Page MenuHomePhabricator

Create manually vetted dataset of spam/vandalism/attack pages
Closed, ResolvedPublic


This will support the development of features for detecting spam, attack and vandalism new page creations for those who lack the rights to look at the (deleted) pages directly.

Event Timeline

I'm working from the dataset generated in T135644: Generate spam and vandalism new page creation dataset to manually review the content of 75 deleted pages (25 spam, 25 vandalism, and 25 attack).
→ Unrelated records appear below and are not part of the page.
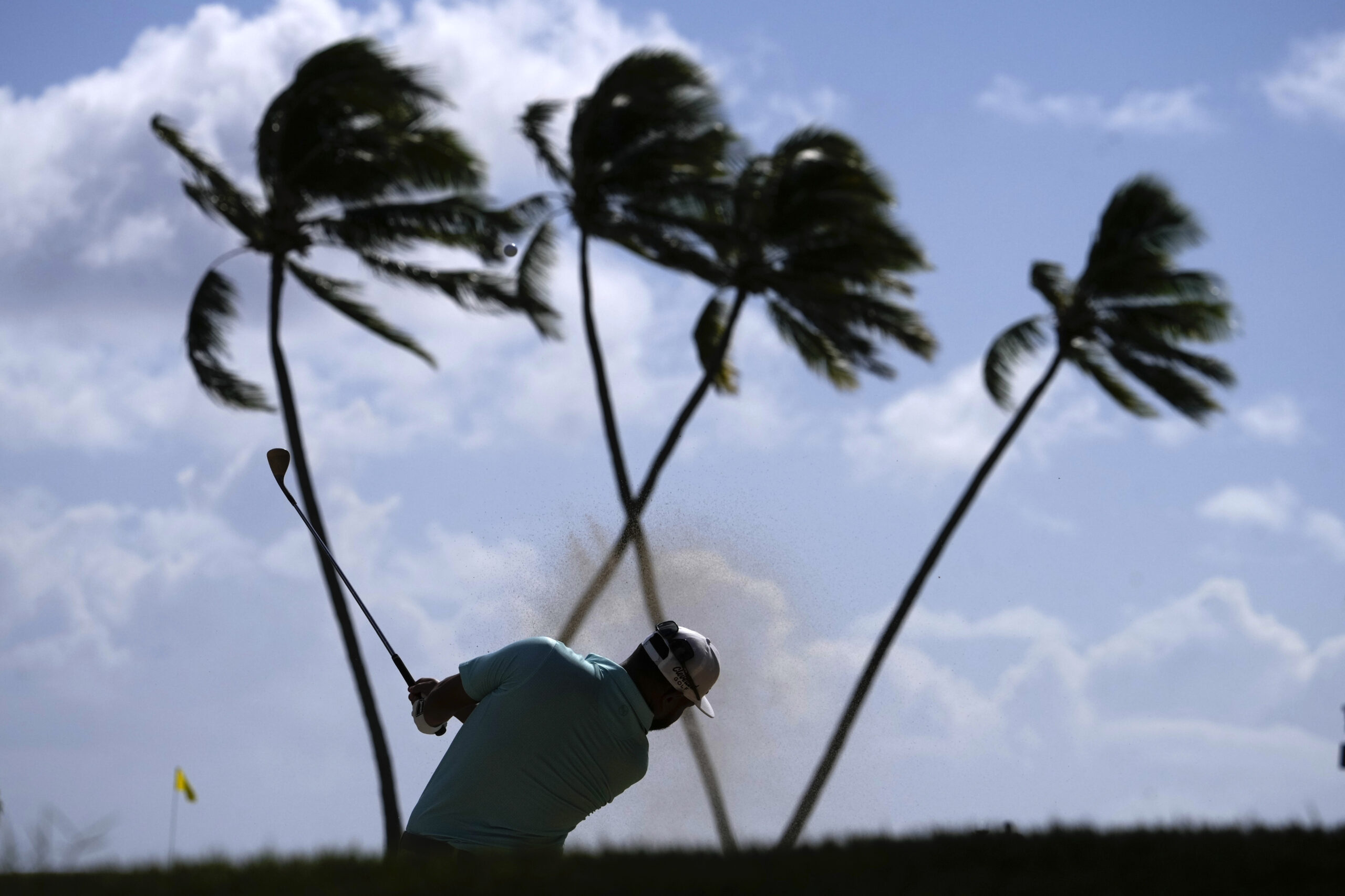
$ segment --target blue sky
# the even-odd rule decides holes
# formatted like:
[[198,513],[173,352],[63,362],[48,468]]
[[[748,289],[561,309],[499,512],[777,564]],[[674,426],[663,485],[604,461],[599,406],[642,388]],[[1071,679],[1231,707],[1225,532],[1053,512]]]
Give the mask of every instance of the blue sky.
[[[650,43],[716,74],[759,146],[826,122],[892,176],[935,270],[942,349],[837,394],[753,309],[742,394],[713,399],[650,512],[670,611],[725,645],[709,731],[730,811],[773,837],[915,560],[1005,415],[976,364],[1077,273],[1111,191],[1153,172],[1200,215],[1239,306],[1240,384],[1197,429],[1053,387],[928,586],[812,836],[1013,819],[1345,821],[1345,15],[1334,4],[7,4],[0,9],[0,799],[110,817],[102,857],[379,841],[367,740],[311,548],[274,493],[274,418],[221,410],[182,356],[229,249],[149,137],[182,121],[249,177],[295,64],[366,32],[430,64],[502,197],[542,185],[514,120]],[[632,465],[695,376],[703,286],[600,249],[600,324]],[[319,258],[334,273],[340,259]],[[238,365],[268,383],[260,266]],[[286,341],[343,566],[417,673],[551,633],[619,523],[574,328],[371,285],[429,371],[292,292]],[[1030,373],[1030,371],[1029,371]],[[627,576],[576,642],[624,656]],[[369,637],[366,637],[369,635]],[[444,744],[399,721],[362,631],[402,813]],[[721,696],[722,693],[722,696]],[[683,740],[573,842],[707,842]],[[672,809],[672,811],[670,811]],[[0,836],[3,836],[0,829]],[[24,853],[27,854],[27,853]]]

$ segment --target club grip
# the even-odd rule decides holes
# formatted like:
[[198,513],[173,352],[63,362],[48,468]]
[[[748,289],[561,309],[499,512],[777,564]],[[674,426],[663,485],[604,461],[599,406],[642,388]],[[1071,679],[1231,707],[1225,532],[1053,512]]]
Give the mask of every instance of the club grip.
[[412,673],[406,670],[406,664],[402,662],[402,658],[398,657],[395,653],[393,654],[393,662],[397,665],[397,670],[402,673],[402,678],[406,678],[408,688],[416,684],[416,680],[412,678]]
[[448,731],[448,723],[445,721],[438,728],[432,728],[430,724],[425,721],[424,708],[425,708],[424,697],[412,704],[412,721],[416,723],[416,729],[420,731],[422,735],[443,736],[444,732]]

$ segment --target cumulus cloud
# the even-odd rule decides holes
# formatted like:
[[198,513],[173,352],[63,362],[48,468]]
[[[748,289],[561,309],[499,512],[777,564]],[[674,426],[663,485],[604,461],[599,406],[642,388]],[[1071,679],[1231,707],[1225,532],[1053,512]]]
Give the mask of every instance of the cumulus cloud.
[[1108,105],[1100,97],[1083,93],[1033,95],[1017,78],[995,75],[976,97],[976,105],[1026,125],[1056,124],[1118,134],[1181,134],[1216,128],[1213,116],[1201,105],[1204,93],[1204,87],[1132,90]]
[[[451,668],[512,638],[554,631],[607,543],[601,533],[581,535],[568,547],[542,548],[438,525],[406,537],[395,531],[401,512],[393,496],[370,498],[348,488],[330,501],[343,566],[416,670]],[[143,751],[129,748],[147,736],[156,762],[168,762],[167,747],[179,756],[172,762],[190,756],[207,782],[210,813],[192,834],[202,846],[225,842],[247,852],[268,830],[282,849],[352,837],[366,848],[377,844],[367,743],[312,547],[297,527],[286,523],[285,532],[264,553],[214,510],[62,506],[40,494],[3,496],[0,574],[22,576],[23,599],[0,617],[0,674],[23,668],[62,681],[78,670],[106,680],[100,705],[83,707],[83,697],[67,704],[100,727],[104,751],[102,785],[90,786],[77,770],[73,786],[83,787],[89,811],[134,810],[114,838],[118,856],[148,854],[161,837],[157,825],[136,821],[153,815],[137,794]],[[47,559],[35,563],[38,556]],[[718,717],[703,728],[740,834],[769,841],[885,610],[839,634],[819,631],[799,611],[796,588],[749,572],[761,566],[751,553],[716,548],[698,531],[662,532],[656,566],[667,615],[710,634],[725,658]],[[152,625],[163,618],[171,619],[167,631]],[[620,658],[647,627],[625,567],[573,646]],[[206,638],[210,630],[217,637]],[[402,724],[395,676],[367,635],[362,629],[389,708],[405,811],[445,744]],[[174,653],[165,643],[175,641],[187,643]],[[235,666],[238,674],[219,680],[218,669]],[[1345,634],[1310,641],[1229,579],[1159,600],[1092,638],[1032,604],[990,614],[919,607],[810,836],[997,817],[1029,825],[1236,819],[1248,803],[1263,818],[1293,818],[1305,794],[1322,793],[1334,774],[1334,744],[1315,732],[1313,713],[1333,697],[1341,672]],[[325,680],[340,686],[312,690]],[[277,688],[278,681],[295,686]],[[143,707],[172,700],[183,686],[208,701],[210,727],[188,716],[174,723],[180,735],[169,733],[168,723]],[[26,693],[0,689],[7,716]],[[315,727],[324,731],[321,743],[312,743]],[[207,731],[218,729],[247,729],[252,748],[208,746],[218,737]],[[0,756],[7,767],[36,767],[12,746],[0,746]],[[655,774],[580,826],[576,848],[712,841],[679,729],[651,737],[651,768]],[[1018,783],[995,786],[1005,779]],[[272,783],[260,790],[258,780]],[[352,786],[359,782],[367,794]],[[1146,799],[1135,798],[1141,793]],[[35,798],[27,783],[7,787],[17,817]],[[1345,817],[1345,802],[1318,806],[1330,818]]]
[[1200,505],[1206,520],[1283,529],[1298,506],[1298,496],[1284,482],[1267,488],[1231,485]]
[[1303,414],[1290,395],[1272,395],[1237,412],[1237,426],[1264,442],[1294,445],[1303,434]]
[[1295,43],[1280,70],[1262,81],[1262,91],[1290,118],[1345,122],[1345,32]]
[[1198,512],[1209,520],[1305,536],[1334,560],[1345,563],[1345,523],[1322,508],[1302,506],[1284,482],[1264,488],[1231,485],[1210,496]]
[[[1033,372],[1022,371],[1020,386]],[[1065,438],[1115,431],[1103,419],[1098,398],[1079,386],[1072,377],[1063,377],[1026,424],[1020,438],[1037,457]],[[1005,412],[986,395],[981,364],[972,361],[939,383],[847,416],[842,450],[861,478],[902,480],[917,470],[963,473],[985,458],[1006,423]]]
[[1330,510],[1309,510],[1303,516],[1303,532],[1333,559],[1345,563],[1345,523],[1338,516]]
[[[253,17],[202,7],[183,26],[147,31],[117,66],[38,97],[0,94],[0,301],[11,312],[0,326],[0,410],[12,422],[0,439],[20,449],[126,450],[174,433],[234,451],[238,427],[269,429],[265,418],[211,407],[191,382],[180,343],[186,302],[233,238],[184,200],[179,163],[148,121],[169,114],[252,183],[252,129],[270,97],[307,54],[352,34],[378,36],[443,85],[456,106],[449,124],[490,160],[492,183],[508,197],[547,187],[516,133],[527,102],[582,95],[636,47],[697,52],[663,17],[624,20],[596,0],[420,3],[405,13],[393,4],[362,13],[335,0],[281,0]],[[573,320],[577,271],[566,249],[554,300]],[[339,257],[315,261],[364,278]],[[262,271],[245,257],[226,273],[242,293],[235,365],[269,386]],[[689,339],[655,334],[687,333],[703,290],[687,296],[615,251],[594,253],[593,278],[624,420],[664,426],[695,361]],[[438,297],[385,283],[370,283],[367,298],[416,332],[441,372],[313,308],[292,283],[285,339],[315,447],[383,454],[433,438],[482,447],[538,435],[573,445],[596,434],[590,375],[573,340],[542,344],[519,320],[468,317]],[[78,312],[54,326],[50,314],[65,308]],[[738,347],[745,360],[753,351]],[[771,433],[788,429],[780,426],[787,412],[763,390],[749,398],[738,403],[749,412],[730,429],[769,445]]]

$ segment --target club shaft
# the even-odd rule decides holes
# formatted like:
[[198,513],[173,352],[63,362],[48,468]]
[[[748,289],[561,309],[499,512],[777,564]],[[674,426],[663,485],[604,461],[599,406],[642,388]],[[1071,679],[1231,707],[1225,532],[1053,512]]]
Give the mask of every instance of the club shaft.
[[406,664],[402,662],[402,658],[397,656],[395,650],[393,650],[393,645],[387,643],[387,638],[383,637],[383,630],[378,627],[378,623],[374,622],[374,615],[369,611],[369,607],[364,606],[364,602],[359,599],[359,592],[355,591],[355,586],[350,583],[350,579],[346,578],[346,574],[342,571],[340,564],[336,563],[336,557],[332,556],[331,548],[328,548],[327,543],[323,541],[323,536],[317,535],[317,529],[315,529],[313,524],[308,521],[308,516],[300,509],[299,504],[295,501],[295,496],[289,493],[289,489],[286,489],[284,484],[281,484],[280,488],[281,490],[284,490],[285,497],[289,498],[289,505],[295,508],[295,513],[297,513],[299,519],[304,521],[304,525],[308,527],[308,531],[313,533],[313,541],[316,541],[319,547],[321,547],[323,552],[327,555],[327,559],[332,562],[332,568],[336,570],[336,575],[340,576],[340,580],[346,583],[346,588],[350,591],[350,596],[355,598],[355,603],[358,603],[359,609],[363,610],[364,618],[369,619],[369,625],[374,626],[374,634],[377,634],[378,639],[383,642],[385,647],[387,647],[387,656],[393,658],[393,665],[395,665],[397,670],[402,673],[402,678],[406,680],[406,686],[409,688],[413,684],[416,684],[416,678],[413,678],[412,673],[406,669]]

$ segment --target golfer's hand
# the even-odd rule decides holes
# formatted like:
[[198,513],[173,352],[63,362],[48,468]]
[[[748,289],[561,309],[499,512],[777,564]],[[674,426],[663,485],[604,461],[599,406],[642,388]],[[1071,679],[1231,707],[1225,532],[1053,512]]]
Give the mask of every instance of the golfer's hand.
[[428,697],[437,684],[433,678],[417,678],[416,684],[406,689],[406,699],[416,703],[421,697]]

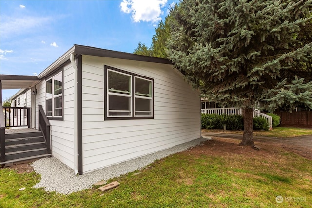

I just submitted the reviewed dataset to WMF Legal and Privacy. Spoiler alert, there's a lot of scary stuff in "attack" pages. We'll see how this goes.

I just received a response from WMF Legal and Privacy. I'll be responding to them an employing some censorship. I'll be replacing censored content with a structured comment of the form:

<!-- Censored: <explanation> -->

E.g. I'd replace a postal address with <!-- Censored: PII (Postal address) --> or a birthday with <!-- Censored: PII (Birthday) -->. Here, "PII" means "Personally identifiable information".

Halfaker, Aaron (2016): Deleted Wikipedia articles (spam/vandalism/attack). figshare.
Retrieved: 19 37, Nov 21, 2016 (GMT)